L’harmonisation des actions et programmes engagés et la vision globale devant assurer leur mise en œuvre sur le terrain se révèlent comme étant les éléments-clefs de la stratégie de développement agricole et rurale. En effet, jusqu’à présent, entre une politique volontariste et ‘’productiviste’’ et son prolongement dans une stratégie générale du secteur, il y a comme un hiatus engendré par de tenaces réflexes dont il est difficile de se départir. Demeure aussi l’épineuse question de la formation et de la vulgarisation de nouvelles techniques pour l’amélioration des systèmes de production.
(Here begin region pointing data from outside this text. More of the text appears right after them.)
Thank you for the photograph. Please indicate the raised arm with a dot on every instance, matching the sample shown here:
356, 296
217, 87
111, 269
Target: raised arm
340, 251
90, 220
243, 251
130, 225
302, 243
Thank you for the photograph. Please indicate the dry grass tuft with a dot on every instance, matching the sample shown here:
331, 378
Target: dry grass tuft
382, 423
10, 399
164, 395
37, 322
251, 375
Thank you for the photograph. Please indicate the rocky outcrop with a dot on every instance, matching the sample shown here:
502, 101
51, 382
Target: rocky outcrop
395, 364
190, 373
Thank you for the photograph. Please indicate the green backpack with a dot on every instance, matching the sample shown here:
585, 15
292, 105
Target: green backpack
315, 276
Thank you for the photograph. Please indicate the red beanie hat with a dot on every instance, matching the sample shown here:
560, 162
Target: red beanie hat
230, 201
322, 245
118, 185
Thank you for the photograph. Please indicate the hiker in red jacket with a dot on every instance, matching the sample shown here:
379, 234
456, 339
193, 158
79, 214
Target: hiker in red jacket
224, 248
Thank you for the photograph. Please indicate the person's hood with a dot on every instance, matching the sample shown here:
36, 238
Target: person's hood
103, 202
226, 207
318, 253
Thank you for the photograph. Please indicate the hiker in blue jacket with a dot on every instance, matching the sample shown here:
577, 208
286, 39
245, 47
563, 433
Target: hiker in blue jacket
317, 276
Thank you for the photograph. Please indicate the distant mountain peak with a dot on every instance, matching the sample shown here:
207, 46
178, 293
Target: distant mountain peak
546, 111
Tous ces aléas risquent de remettre en cause les efforts fournis dans les autres segments de ce secteur névralgique de l’économie nationale et, partant, de prolonger la dépendance du pays et de fragiliser davantage la sécurité alimentaire des Algériens.
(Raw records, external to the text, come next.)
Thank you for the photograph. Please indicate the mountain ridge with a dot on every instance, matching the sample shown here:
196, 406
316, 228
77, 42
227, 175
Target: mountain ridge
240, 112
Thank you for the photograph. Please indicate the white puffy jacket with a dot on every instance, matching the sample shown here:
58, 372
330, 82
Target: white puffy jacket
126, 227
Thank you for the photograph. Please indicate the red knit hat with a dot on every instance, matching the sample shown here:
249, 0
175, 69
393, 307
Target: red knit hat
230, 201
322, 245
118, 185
Dans ce contexte où les problèmes de l’agriculture algérienne (faible niveau de technicité imbroglio grevant le foncier, ciblage problématique des soutiens, circuits de commercialisation non maîtrisés, manque de cohérence et de solidité de la chaîne agroalimentaire, déficit de stratégie d’exportation) semblent ‘’imperméables’’ à l’augmentation des ressources financières qui lui sont consacrées, la nouvelle stratégie des pouvoirs publics en la matière devrait pouvoir consentir des trésors d’imagination d’autant plus que la relation de notre pays avec l’étranger en matière d’importation acquiert de plus en plus des parts de complexité. D’une part, les clauses de l’accord d’association avec l’Union européenne, entré en vigueur depuis le 1er septembre 2005, vont être ressenties d’une façon plus sévère dans les toutes prochaines années en raison des démantèlements tarifaires progressifs censés s’achever en 2017 ou 2020, selon les nouvelles négociations engagées avec le partenaire européen ; d’autre part, l’entrée probable de l’Algérie à l’OMC enlèvera la majorité des protections ou privilèges dont bénéficie la production nationale. En tout état de cause, la question alimentaire fait parti des grands défis qui se posent, avec plus d’aplomb qu’au cours des décennies précédentes, pour les pays pauvres et les pays en développement charriant ainsi avec elle la problématique de la sous-alimentation et de la mal-nutrition qui se traduisent en terme de santé publique (maladies infectieuses, maladies carentielles) et de paix sociale (jacqueries, émeutes de la faim,…).